The West Africa Commission on Drugs says the region needs a new approach to tackling drug-related crime. The commission, which released its findings Thursday in Dakar after nearly two years of research, says countries should not criminalize drug use or militarize their approach to traffickers.
Over the past decade, West African countries have made headlines seizing tons of narcotics at their coastlines and airports. Thousands of arrests have been made.
While it looks impressive on paper, it's not enough. Most of those going to prison are addicts or small-time dealers, couriers and middlemen. The trafficking and use of drugs like cocaine and heroin continue to climb. Labs producing amphetamine-type stimulants, like meth, have cropped up in the region.
In addition, drug money can buy elections and destabilize governments. Organized crime and extremist groups are getting in on the action.
Those are among the findings of the West Africa Commission on Drugs created by former U.N. Secretary General Kofi Annan, a native of Ghana.
"Current drug policies are not working. We must now have the courage to change policies that no longer fit the reality," he said.
Nigeria's Drug Law Enforcement Agency says between 1990 and 2013 it seized 178 tons of cocaine. It sounds impressive, but ex-Nigerian president Olesgun Obasanjo put those numbers in perspective.
"Just one ton of cocaine that reaches Europe via West Africa is worth more than the security budget of many of our countries," he said.
Obasanjo led the commission during its investigation, and said all that trafficking also has meant more drug use in the region.
"Our region is simply not ready or adequately equipped to deal with the spread of drug use and dependency. The response all too often is to stigmatize and penalize drug users," he said. "However, pushing them to the fringes of society or locking them up in ever increasing numbers will not solve the problem."
The commission says countries should decriminalize taking drugs and the possession of small amounts of them for personal use. It says drug use should be treated as a public health problem, and the focus should be on things like opening treatment centers.
That's a stark contrast to the so-called "prohibitionist" approach that has characterized the now decades-long "war on drugs" in the Americas. Some experts say that war has failed.

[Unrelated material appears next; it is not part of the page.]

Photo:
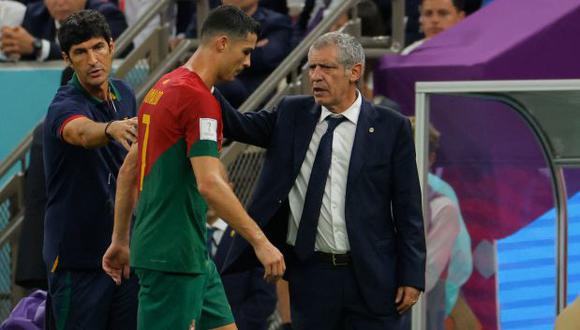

The violence only intensified, and drugs did not become less available.
The commission says West Africa has a chance to avoid those mistakes.
Guatemala's foreign affairs minister, Fernando Carrera, said the commission's recommendations for West Africa are in line with evolving thinking in his region.
"The fact is that prohibition has failed. Regulation is the new word," he said. "We need to work on interdiction but in a different way. Interdiction as usual is not enough, is not doing enough. We need to work on public health. We need to work on better social services. We need to work on economic opportunities for the poor."
Both Carrera and Obasanjo say law enforcement should go after high-level targets, the so-called "big fish." That takes political will and specialized, coordinated units dealing with narcotics, money laundering and corruption.